Die gute Nachricht: Sie können sich wehren. Viele Städte bieten neben einem Mietspiegel auch eine Betriebskostenübersicht; dort finden Sie die durchschnittliche Höhe der Nebenkosten auf den Quadratmeter gerechnet. Zudem können Sie sich beim Vormieter oder Nachbarn erkundigen. Konfrontieren Sie den Vermieter mit ihren Erkenntnissen und verlangen Sie eine korrigierte Abrechnung – das ist auch rückwirkend ohne weiteres möglich. Die Expertinnen und Experten vom LAWIO-Mietschutz greifen Ihnen dabei gerne unter die Arme.

2. Guthaben wird zwar erstattet – aber zu wenig

Das andere Extrem ist ein zu hoher Abschlag. Wer zu viel bezahlt, bekommt bei der Betriebskostenabrechnung etwas zurück. Eigentlich ein Grund zur Freude. Doch Vorsicht: Oftmals nutzen Vermieter diese Gelegenheit, um Ihnen Geld vorzuenthalten. Der Trick dahinter ist psychologischer Natur – Sie bekommen schließlich etwas, warum sollten Sie das hinterfragen?

Doch wen Zweifel plagen, der sollte handeln. Sprechen Sie Ihren Vermieter auf die zu niedrige Rückzahlung an und verlangen Sie das Geld, das Ihnen zusteht. Weil das Thema Nebenkostenabrechnung komplex ist, macht es Sinn, sich dabei unterstützen zu lassen.
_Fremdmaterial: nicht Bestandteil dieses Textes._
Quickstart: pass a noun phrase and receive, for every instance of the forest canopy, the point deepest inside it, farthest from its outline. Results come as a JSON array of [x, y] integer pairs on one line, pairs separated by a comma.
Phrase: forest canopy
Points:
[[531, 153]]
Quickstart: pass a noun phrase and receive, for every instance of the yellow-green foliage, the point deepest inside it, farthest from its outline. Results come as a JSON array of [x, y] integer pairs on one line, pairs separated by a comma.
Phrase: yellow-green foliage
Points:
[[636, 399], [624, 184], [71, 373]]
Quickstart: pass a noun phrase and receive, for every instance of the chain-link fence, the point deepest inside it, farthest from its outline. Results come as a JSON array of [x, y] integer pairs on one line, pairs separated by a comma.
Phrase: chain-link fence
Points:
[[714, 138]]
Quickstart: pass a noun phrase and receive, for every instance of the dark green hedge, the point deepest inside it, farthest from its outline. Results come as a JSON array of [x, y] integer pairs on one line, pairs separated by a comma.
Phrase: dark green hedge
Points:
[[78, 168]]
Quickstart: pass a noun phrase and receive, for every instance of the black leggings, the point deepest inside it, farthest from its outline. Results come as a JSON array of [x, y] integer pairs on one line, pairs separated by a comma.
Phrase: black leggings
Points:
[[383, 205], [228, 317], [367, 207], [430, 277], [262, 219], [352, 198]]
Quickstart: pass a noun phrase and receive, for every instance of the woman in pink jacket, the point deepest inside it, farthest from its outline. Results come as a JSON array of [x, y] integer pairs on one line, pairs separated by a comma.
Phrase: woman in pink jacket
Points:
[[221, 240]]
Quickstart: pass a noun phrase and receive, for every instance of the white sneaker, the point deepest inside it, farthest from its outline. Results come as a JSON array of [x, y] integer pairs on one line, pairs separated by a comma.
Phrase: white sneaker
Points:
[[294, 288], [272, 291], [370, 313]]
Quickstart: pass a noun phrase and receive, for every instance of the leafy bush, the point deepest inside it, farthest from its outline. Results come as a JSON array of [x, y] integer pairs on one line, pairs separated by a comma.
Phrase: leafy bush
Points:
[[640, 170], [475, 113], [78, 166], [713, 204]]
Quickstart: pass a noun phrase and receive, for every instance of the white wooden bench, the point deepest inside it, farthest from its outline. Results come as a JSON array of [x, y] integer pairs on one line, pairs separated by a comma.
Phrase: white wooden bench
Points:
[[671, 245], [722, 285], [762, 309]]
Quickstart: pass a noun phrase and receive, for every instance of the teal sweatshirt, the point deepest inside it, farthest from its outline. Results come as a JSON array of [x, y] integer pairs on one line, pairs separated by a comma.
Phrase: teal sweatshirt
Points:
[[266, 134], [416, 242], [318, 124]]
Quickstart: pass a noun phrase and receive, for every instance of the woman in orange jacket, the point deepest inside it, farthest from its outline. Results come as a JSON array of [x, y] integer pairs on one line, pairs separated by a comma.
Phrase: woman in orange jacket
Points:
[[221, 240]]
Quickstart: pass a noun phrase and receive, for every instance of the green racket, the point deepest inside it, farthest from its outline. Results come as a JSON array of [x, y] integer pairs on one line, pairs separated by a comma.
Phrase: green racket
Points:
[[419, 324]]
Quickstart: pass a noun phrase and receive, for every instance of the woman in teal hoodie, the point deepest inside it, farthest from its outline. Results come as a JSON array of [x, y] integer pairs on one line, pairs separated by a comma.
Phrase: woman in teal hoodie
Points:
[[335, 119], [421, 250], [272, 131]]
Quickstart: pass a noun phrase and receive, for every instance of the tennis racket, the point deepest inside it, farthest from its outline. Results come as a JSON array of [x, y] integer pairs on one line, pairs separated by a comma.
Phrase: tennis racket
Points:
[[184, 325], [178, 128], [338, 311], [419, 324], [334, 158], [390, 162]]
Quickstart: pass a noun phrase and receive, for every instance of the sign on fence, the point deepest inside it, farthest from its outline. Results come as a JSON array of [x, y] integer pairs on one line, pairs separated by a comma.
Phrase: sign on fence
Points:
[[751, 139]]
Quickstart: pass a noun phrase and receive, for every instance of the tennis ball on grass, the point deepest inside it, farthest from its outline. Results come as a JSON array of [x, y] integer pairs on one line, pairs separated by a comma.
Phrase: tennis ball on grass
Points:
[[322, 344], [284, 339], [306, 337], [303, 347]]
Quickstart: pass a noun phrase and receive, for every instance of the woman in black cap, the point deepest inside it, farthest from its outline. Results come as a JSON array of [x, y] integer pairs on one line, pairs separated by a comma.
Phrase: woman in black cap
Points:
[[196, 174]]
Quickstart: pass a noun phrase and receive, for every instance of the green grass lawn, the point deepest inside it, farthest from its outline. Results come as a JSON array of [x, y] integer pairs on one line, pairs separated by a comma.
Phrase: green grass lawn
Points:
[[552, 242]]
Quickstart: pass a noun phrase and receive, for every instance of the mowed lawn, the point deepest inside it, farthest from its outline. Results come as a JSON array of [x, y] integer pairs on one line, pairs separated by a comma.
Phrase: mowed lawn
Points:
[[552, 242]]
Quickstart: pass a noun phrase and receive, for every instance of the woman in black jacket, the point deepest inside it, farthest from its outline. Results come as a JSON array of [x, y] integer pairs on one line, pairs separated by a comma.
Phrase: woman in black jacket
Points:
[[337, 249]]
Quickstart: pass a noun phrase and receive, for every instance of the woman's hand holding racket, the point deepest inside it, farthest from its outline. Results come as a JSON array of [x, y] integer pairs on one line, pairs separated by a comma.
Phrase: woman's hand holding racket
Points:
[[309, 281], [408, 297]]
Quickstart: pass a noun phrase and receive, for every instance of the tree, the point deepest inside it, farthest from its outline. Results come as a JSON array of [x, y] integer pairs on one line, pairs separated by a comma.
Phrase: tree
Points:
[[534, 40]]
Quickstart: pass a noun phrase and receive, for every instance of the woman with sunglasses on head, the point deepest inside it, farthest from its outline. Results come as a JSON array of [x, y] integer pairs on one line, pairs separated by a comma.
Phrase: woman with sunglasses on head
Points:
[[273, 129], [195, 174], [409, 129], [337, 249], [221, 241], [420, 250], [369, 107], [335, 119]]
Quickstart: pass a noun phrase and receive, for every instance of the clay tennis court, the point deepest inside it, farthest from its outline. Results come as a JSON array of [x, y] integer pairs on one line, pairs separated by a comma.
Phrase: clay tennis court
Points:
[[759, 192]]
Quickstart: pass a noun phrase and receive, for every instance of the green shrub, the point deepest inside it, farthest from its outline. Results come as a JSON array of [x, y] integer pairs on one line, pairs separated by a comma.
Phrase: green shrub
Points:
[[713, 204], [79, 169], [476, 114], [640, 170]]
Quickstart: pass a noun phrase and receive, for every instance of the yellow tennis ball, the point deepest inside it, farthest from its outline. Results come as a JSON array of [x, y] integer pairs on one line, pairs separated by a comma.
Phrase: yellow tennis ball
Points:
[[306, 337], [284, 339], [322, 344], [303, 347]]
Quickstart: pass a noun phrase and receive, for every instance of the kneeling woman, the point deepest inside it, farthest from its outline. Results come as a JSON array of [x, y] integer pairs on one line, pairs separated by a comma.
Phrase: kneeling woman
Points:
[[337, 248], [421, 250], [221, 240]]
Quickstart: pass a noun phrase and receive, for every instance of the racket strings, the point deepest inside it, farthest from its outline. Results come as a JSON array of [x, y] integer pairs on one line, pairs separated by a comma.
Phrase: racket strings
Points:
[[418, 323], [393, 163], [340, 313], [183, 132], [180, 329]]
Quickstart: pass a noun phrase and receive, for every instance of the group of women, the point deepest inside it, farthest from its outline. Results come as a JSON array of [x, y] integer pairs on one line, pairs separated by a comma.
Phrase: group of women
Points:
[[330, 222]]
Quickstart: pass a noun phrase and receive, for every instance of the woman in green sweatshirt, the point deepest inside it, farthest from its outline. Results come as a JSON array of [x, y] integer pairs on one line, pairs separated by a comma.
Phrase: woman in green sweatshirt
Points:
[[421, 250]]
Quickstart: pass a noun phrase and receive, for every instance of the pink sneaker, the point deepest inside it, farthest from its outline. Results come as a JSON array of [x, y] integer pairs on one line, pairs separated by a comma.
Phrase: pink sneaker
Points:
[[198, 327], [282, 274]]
3. Sonstige Kosten als Deckmantel

Manchmal listen Vermieter in der Abrechnung unter den sonstigen Kosten bemerkenswerte Dinge auf – zum Beispiel eine Dachrinnenreinigung oder einen teuren Pförtnerdienst. Fakt ist: Auch wenn diese Leistungen tatsächlich erbracht wurden, müssen Sie sie nur dann zahlen, wenn sie auch im Mietvertrag vermerkt sind. Wird eine derartige Dienstleistung neu eingeführt, kann der Vermieter sie also verbindlich in die Verträge neuer Mieter schreiben – die Verträge der Bestandsmieter bleiben davon jedoch unberührt.

Bestehen Sie also darauf, diese Kosten nicht zu tragen. Beratung und Unterstützung erhalten Sie bei LAWIO, Ihren Mietrechtsexperten.

4. Reparaturkosten als Wartungskosten getarnt

Reparaturkosten dürfen nicht in der Nebenkostenabrechnung auftauchen, denn das Gesetz verbietet es grundsätzlich, diese Aufwendungen auf Mieter umzulegen. Einige Vermieter versuchen es trotzdem – und zwar durch die Hintertür. Sie tarnen ihre Reparaturkosten dann als Wartungskosten. Nur: Wo ist eigentlich der Unterschied? Im Grunde ist die Sache ganz einfach: Wartungskosten fallen regelmäßig und ohne einen bestehenden Bedarf an, Reparaturen dagegen werden aus einem konkreten Anlass durchgeführt. Wenn Sie in der Abrechnung also Wartungskosten finden, die Ihnen seltsam vorkommen, sollten Sie tätig werden.

Weisen Sie Ihrem Vermieter darauf hin, dass Reparaturen vom Eigentümer zu zahlen sind. Hilfe erhalten Sie dabei vom LAWIO-Mietschutz.